4km3/docker-dnsmasq

cap-add=NET_ADMIN on aws ecs

Closed this issue · 8 comments

Is there a workaround for --cap-add=NET_ADMIN, because aws ecs agent doesn't support --cap-add?

I forget what was failing. Can you try and see? It might have been the binding of ports < 1024 per http://lists.thekelleys.org.uk/pipermail/dnsmasq-discuss/2014q2/008540.html.

I used --privileged flag and it's working, but i don't think that's a good idea from the security perspective?

Security is different for everyone. I can't really comment on that specifically. But understanding why we need to use --privileged or -cap-add NET_ADMIN could be helpful to all. If it was something as simple as binding to port 53 then we could probably change that to 5300 in the container and use port mapping externally to do 53:5300 and you wouldn't need any privileged mode.

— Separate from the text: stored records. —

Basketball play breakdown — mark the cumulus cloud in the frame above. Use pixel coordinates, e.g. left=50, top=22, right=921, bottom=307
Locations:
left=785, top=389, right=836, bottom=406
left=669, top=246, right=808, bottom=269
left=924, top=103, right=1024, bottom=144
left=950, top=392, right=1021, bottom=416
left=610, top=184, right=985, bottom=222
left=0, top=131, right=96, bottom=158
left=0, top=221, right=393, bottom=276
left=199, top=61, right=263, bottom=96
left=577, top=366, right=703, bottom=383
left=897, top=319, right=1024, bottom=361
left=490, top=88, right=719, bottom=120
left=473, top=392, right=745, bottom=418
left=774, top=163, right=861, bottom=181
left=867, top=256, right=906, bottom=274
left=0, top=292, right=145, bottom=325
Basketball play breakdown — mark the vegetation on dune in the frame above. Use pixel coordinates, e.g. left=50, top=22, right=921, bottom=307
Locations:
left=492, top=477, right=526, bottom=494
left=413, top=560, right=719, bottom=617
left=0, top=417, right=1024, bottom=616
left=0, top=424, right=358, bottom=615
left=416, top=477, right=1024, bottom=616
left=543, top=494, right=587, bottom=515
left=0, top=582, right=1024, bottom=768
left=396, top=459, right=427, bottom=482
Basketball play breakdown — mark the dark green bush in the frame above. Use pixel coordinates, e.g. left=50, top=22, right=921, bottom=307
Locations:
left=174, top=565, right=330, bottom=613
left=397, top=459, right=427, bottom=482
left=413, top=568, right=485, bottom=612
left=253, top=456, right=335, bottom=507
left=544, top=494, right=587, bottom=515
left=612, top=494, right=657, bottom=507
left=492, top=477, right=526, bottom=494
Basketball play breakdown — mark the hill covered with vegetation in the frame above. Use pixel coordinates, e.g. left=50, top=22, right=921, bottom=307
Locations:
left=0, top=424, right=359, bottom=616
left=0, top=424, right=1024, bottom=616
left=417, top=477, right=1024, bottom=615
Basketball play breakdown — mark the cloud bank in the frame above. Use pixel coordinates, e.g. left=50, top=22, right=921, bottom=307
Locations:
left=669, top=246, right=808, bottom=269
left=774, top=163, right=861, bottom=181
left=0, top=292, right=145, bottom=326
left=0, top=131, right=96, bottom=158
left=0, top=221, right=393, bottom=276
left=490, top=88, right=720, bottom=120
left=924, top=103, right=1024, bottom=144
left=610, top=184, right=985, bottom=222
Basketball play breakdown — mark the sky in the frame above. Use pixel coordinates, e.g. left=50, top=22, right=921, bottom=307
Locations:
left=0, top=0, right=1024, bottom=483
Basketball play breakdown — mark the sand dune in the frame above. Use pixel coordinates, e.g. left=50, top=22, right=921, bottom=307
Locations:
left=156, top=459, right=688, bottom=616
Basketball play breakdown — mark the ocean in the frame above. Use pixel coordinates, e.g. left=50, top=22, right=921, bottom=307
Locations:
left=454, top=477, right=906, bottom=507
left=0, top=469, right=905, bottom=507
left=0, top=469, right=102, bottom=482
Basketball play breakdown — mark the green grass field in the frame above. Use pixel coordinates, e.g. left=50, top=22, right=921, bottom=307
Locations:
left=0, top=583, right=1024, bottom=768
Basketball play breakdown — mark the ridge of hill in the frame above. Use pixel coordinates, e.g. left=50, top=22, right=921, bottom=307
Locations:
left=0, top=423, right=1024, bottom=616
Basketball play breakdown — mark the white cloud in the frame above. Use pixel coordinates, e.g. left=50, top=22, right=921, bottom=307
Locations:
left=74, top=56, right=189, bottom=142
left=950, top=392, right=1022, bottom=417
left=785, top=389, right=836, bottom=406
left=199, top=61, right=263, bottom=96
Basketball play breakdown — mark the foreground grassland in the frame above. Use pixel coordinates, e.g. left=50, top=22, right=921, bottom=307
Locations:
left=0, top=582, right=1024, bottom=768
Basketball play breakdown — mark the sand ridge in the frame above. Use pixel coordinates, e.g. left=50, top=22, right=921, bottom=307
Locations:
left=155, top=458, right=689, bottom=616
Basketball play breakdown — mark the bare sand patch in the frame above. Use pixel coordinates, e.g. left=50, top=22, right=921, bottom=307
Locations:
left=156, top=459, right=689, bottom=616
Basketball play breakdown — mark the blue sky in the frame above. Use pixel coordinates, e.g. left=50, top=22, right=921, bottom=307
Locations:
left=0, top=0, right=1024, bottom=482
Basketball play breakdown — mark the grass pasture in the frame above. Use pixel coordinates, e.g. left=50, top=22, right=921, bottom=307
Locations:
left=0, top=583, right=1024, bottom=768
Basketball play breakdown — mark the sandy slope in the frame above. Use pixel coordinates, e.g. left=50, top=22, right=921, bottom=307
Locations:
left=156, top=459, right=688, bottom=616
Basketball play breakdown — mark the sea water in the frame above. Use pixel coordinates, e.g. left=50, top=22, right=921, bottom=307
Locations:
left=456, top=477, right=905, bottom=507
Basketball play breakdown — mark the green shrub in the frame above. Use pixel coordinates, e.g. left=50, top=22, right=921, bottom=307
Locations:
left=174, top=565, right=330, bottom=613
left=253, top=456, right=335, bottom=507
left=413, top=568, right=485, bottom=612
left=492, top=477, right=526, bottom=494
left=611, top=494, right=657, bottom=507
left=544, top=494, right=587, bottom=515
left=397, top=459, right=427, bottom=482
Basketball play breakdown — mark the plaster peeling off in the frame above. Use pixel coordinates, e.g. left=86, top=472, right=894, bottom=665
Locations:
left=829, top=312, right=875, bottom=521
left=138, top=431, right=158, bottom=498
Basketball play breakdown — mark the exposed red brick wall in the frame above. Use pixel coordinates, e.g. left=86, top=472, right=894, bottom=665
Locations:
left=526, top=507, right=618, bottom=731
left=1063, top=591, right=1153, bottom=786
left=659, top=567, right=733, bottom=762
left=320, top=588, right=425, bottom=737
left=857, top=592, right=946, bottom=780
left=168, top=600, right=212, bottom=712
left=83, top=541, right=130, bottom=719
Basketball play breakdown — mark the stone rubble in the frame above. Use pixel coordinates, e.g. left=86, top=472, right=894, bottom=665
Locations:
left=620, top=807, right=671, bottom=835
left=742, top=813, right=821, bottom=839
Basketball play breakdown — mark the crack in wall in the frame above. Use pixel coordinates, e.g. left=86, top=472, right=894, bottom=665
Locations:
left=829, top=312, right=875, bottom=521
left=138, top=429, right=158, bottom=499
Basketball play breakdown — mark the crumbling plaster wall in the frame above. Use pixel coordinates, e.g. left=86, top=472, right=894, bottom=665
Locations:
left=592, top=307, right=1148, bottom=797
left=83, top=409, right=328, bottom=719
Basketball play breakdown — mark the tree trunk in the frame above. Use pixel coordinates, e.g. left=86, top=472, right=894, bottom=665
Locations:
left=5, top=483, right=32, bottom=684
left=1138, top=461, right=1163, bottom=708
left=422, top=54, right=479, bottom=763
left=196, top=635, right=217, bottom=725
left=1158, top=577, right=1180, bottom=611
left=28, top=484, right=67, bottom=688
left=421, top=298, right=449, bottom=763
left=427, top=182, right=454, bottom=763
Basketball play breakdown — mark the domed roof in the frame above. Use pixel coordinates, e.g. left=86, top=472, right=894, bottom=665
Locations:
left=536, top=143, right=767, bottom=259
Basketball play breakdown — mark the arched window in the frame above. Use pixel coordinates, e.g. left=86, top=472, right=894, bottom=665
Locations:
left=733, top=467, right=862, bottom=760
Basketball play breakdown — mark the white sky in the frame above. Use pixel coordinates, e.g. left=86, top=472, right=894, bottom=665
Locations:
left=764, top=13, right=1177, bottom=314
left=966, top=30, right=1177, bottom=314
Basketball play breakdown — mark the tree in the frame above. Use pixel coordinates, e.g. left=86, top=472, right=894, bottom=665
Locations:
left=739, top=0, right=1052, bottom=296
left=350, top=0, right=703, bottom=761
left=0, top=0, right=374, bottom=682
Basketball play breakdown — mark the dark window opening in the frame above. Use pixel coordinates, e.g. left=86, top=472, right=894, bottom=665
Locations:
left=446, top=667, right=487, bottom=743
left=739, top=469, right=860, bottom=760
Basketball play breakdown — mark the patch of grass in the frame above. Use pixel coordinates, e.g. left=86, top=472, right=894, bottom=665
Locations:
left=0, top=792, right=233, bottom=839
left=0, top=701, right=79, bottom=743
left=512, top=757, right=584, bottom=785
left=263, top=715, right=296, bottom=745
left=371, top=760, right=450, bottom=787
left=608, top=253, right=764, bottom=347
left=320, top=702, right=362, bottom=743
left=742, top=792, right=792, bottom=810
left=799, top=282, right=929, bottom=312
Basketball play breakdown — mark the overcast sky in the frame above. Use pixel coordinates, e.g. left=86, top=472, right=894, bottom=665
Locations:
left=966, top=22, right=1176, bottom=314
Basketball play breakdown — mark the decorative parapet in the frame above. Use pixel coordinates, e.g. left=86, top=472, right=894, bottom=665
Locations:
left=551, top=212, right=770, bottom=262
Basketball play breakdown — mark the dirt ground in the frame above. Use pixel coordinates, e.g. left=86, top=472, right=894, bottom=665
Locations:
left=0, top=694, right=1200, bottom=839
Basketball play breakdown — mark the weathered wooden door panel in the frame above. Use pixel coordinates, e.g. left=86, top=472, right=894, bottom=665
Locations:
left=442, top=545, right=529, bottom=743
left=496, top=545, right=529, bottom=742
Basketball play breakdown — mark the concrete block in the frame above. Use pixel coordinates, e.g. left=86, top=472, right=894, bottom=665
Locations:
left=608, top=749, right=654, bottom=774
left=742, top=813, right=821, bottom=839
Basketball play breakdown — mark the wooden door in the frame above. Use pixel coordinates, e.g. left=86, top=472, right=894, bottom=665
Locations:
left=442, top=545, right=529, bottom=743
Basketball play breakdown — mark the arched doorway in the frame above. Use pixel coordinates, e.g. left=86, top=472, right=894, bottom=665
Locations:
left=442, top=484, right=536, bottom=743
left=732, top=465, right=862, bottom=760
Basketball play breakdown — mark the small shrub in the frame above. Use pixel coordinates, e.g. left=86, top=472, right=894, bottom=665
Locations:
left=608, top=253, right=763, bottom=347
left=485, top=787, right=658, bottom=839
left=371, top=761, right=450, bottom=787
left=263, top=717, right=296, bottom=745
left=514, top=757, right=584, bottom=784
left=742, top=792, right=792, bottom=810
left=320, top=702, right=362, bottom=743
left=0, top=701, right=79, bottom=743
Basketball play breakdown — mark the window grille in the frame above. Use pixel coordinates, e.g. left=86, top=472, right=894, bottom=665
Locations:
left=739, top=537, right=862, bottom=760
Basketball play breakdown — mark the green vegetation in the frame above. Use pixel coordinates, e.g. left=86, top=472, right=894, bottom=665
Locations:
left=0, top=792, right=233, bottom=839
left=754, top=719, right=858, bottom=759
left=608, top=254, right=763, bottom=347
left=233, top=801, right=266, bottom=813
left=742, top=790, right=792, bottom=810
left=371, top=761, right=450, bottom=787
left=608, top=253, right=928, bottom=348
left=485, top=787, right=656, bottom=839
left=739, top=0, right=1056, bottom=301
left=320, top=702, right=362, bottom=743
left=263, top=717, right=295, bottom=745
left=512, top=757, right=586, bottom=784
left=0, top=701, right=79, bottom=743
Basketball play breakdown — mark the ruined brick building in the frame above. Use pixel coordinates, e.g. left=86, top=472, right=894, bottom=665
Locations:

FAQ on dnsmasq says that NET_ADMIN is essential; and from what i could gather for iptables and port bindings.
What i found is that if i run -k -d without -cap-add NET_ADMIN it working so maybe it's one of this:

-d, --no-daemon
Debug mode: don't fork to the background, don't write a pid file, don't change user id, generate a complete cache dump on receipt on SIGUSR1, log to stderr as well as syslog, don't fork new processes to handle TCP queries. Note that this option is for use in debugging only, to stop dnsmasq daemonising in production, use -k.

Unfortunately, I don't have a good answer. I don't use this image anymore and don't have good understanding of the Linux capabilities. I tired to narrow down the capabilities when I originally used it so that it didn't require --privileged. I found that NET_ADMIN was the best compromise. But if --privileged is available and you understand the security implications (of which I can't really talk to) then that would be a workaround as I was originally running it with --privileged before I found NET_ADMIN working.

If you or anyone else find otherwise, feel free to open a pull request to modify the README accordingly.

I will probably run it in --privileged because the container is running on private network.
Thanks for help.

For anyone else ending up here when trying to get dnsmasq running in ECS:

Per https://bugs.debian.org/cgi-bin/bugreport.cgi?bug=514214#10

You can use --user=root to avoid the need to run as a privileged container.

@borgstrom, while I didn't generally agree with #11, it could make sense to mention this in the README. I'm going to close this issue as the original one is more specific to AWS. But I'd be happy to accept a pull request to add something to the README mentioning adding --user=root to their CMD in lieu of --privileged or --cap-add.